BAJO LA SOMBRA DE UNA MENTIRA Capítulo V

Doña Claudia, apoyándose en su bastón, bajaba lentamente la calle del pueblo, cuando vio a Diego sentado en la piedra de la puerta de su casa. El muchacho tenía entre sus manos una vara de avellano que tallaba finamente con una navaja pequeña. La mujer sintió una ligera pena al ver al joven, pues sabía que no era santa de su devoción desde que recomendó a Marina para aquél trabajo de la ciudad. Era como si ella fuera la causante de que ellos se separaran y ya no se volvieran a ver. Hacía ya un mes escaso que Marina se había ido, y en el rostro del muchacho se había quedado una amargura desde entonces. Se le veía con la mirada perdida, partiendo con rabia la leña, o cabalgando al galope por las laderas de las afueras del pueblo.
El joven era buen chaval  y aunque no lo decía, se le veía en sus gestos que maldecía su suerte, primero fue su madre quien se fue, el único ser que le había dado cariño, después la mala suerte de no poder ir a la capital a seguir con sus estudios y ahora... era Marina, aquél sueño de juventud se había ido lo mismo que se va la nieve del invierno cuando ya el sol calienta. En ella había puesto sus ilusiones, sus esperanzas del mañana...
Doña Claudia, se acercó lentamente a su lado.
- Buenas tardes, Diego.
- Buenas tardes.
- Siempre se te dio bien hacer cosas con las manos, aún me acuerdo cuando de niño intentaste hacer un caballo de madera, y no te quedó nada mal...
- Teniendo en cuenta que fue su difunto marido quien lo hizo.
Doña Claudia, al oír la respuesta seca y fría de Diego, entendió que el muchacho estaba más dolido de lo que ella creía. Así, que con su voz amable y dulce intentó suavizar el ambiente distante y frío que Diego marcaba en aquella conversación.
- Bueno, pero tú lo empezaste y no lo hiciste mal.
Marquitos, el pequeño pelirrojo, hijo de Angustias, bajaba corriendo la calle, como alma que lleva el diablo.
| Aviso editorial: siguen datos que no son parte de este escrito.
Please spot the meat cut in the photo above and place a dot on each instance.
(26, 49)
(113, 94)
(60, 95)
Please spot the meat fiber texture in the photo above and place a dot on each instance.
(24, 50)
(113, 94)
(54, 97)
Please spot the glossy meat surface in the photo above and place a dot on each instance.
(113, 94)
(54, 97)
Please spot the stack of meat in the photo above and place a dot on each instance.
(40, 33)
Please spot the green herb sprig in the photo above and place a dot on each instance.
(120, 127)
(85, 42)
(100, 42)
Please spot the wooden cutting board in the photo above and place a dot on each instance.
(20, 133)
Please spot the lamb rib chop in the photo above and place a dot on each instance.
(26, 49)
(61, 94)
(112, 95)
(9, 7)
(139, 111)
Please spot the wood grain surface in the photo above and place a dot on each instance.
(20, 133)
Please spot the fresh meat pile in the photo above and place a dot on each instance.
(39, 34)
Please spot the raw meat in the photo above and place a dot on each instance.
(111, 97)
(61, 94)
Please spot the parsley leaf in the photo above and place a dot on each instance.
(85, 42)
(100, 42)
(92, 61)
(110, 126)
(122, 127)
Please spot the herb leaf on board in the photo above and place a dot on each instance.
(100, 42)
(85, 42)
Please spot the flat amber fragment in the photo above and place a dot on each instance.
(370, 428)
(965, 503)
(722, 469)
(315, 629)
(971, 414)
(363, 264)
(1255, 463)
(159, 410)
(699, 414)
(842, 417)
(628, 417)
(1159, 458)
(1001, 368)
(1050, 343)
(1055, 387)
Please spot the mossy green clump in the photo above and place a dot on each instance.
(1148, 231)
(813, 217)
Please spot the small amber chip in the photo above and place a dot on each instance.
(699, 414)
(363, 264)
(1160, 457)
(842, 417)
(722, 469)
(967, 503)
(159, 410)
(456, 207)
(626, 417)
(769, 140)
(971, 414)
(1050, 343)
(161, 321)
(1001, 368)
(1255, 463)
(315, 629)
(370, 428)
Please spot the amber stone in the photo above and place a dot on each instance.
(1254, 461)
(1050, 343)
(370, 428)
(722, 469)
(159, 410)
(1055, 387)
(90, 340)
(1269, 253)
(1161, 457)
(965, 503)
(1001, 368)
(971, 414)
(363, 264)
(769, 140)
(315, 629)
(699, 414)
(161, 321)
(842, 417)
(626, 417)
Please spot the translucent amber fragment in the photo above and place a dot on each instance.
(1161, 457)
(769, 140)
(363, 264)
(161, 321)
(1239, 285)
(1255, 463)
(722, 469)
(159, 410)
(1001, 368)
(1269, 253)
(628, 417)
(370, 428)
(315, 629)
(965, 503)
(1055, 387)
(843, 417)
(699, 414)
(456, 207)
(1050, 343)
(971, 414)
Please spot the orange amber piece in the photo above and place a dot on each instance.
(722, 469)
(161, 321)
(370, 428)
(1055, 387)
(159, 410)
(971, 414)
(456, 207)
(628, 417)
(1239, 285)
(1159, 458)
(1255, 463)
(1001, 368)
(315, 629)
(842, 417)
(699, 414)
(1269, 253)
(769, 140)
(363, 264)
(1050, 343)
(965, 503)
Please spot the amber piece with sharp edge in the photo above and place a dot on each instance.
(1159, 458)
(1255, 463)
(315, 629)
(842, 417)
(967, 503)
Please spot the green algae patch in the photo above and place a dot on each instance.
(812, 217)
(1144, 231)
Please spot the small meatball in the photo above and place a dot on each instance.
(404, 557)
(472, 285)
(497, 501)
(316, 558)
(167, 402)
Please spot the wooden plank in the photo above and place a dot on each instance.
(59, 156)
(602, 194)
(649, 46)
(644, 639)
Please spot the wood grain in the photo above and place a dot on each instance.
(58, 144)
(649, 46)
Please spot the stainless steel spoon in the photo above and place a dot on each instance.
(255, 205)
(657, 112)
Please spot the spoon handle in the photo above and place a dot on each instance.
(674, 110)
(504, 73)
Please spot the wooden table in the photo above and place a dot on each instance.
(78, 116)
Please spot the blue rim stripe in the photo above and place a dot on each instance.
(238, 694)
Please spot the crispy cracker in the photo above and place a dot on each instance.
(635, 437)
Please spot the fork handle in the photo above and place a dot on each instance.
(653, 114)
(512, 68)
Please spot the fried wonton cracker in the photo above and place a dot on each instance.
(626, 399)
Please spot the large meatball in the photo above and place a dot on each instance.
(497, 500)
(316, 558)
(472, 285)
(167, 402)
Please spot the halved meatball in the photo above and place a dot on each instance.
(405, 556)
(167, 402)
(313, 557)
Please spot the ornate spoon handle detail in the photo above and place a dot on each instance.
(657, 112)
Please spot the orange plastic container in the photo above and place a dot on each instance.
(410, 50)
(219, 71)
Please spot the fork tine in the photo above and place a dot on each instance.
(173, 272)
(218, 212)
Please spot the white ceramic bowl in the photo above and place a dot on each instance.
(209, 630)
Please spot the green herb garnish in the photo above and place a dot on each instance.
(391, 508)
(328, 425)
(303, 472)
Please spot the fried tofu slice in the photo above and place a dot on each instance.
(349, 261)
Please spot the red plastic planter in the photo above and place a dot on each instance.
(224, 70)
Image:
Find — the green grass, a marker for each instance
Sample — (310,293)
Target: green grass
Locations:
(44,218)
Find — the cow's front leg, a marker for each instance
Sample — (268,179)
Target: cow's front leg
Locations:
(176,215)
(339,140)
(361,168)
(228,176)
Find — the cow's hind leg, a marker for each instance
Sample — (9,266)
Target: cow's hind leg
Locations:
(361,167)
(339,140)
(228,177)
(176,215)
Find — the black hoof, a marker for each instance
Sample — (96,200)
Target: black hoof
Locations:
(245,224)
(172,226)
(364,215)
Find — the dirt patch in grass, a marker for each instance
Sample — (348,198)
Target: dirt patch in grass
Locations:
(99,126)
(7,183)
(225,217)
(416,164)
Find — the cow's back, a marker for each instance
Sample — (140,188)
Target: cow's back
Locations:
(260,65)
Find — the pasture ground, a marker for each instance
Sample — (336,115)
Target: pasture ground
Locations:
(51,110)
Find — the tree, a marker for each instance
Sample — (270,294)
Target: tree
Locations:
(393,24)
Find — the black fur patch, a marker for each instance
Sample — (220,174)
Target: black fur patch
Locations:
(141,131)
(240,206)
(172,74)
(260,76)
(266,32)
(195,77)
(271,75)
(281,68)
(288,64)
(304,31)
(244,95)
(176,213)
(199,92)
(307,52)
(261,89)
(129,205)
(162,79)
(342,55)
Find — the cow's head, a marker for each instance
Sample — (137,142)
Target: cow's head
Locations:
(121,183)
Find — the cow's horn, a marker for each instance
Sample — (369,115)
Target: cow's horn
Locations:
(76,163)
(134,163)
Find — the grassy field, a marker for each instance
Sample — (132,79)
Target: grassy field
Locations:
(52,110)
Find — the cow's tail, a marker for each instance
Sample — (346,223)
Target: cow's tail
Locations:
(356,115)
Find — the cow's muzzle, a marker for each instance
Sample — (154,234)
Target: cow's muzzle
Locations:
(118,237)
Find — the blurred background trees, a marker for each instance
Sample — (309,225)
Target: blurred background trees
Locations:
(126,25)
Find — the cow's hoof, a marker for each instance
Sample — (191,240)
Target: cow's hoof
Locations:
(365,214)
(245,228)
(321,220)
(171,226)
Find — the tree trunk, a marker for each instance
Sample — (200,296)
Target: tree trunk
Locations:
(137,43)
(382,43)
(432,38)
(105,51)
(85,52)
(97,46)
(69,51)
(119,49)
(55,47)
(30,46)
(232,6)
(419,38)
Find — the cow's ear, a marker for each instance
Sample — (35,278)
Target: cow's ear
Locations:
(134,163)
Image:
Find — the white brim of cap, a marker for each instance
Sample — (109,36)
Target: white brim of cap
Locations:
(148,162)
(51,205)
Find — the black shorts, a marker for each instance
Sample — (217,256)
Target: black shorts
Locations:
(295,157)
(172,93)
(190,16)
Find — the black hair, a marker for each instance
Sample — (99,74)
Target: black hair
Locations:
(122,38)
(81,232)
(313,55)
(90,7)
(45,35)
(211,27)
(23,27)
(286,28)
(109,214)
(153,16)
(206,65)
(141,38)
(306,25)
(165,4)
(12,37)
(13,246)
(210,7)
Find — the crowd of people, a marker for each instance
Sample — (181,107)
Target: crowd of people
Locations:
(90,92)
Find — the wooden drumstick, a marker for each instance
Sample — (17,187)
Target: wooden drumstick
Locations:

- Marquitos, hijo- ¿Dónde vas tan corriendo?- le preguntó Doña Claudia. Y Marquitos con la respiración agitada por la carrera traída le dijo:
- Vienen lo titiriteros, los titiriteros vienen.
Diego, que había dejado de tallar la vara, se quedó mirando al pequeño que corría calle abajo mientras seguía gritando:
- ¡Que vienen los titiriteros...!
- ¡Dios mío!- dijo Doña Claudia- hace tantos años que no venían al pueblo un circo ambulante así. No sé si te acordarás tú, Diego, o era muy pequeño.
- Sí me acuerdo, y me acuerdo como si fuera ayer.
Claro que se acordaba. Fue el día que conoció a Marina, el día que la vio por primera vez antes de que bajara a la escuela después del verano.
Aquél día habían llegado al pueblo una familia de gitanos ambulantes cargados con un carromato tirado por una mula y llevando con ellos un pero y una cabra. Jamás habían visto algo igual. Aquél carro pintado de vivos colores y con unas llamativas cortinas en la parte de atrás, de donde colgaban algunos clavos con cacerolas y cacillos. Una mula vieja, un matrimonio con un hijo pequeño y una hija, un perro blanco y una cabra era toda la troupe. Se aposentaron en uno de los prados a la entrada junto al río, y por la noche, después de hablar con el alcalde y obtener su permiso, montaron su número en la plaza del pueblo.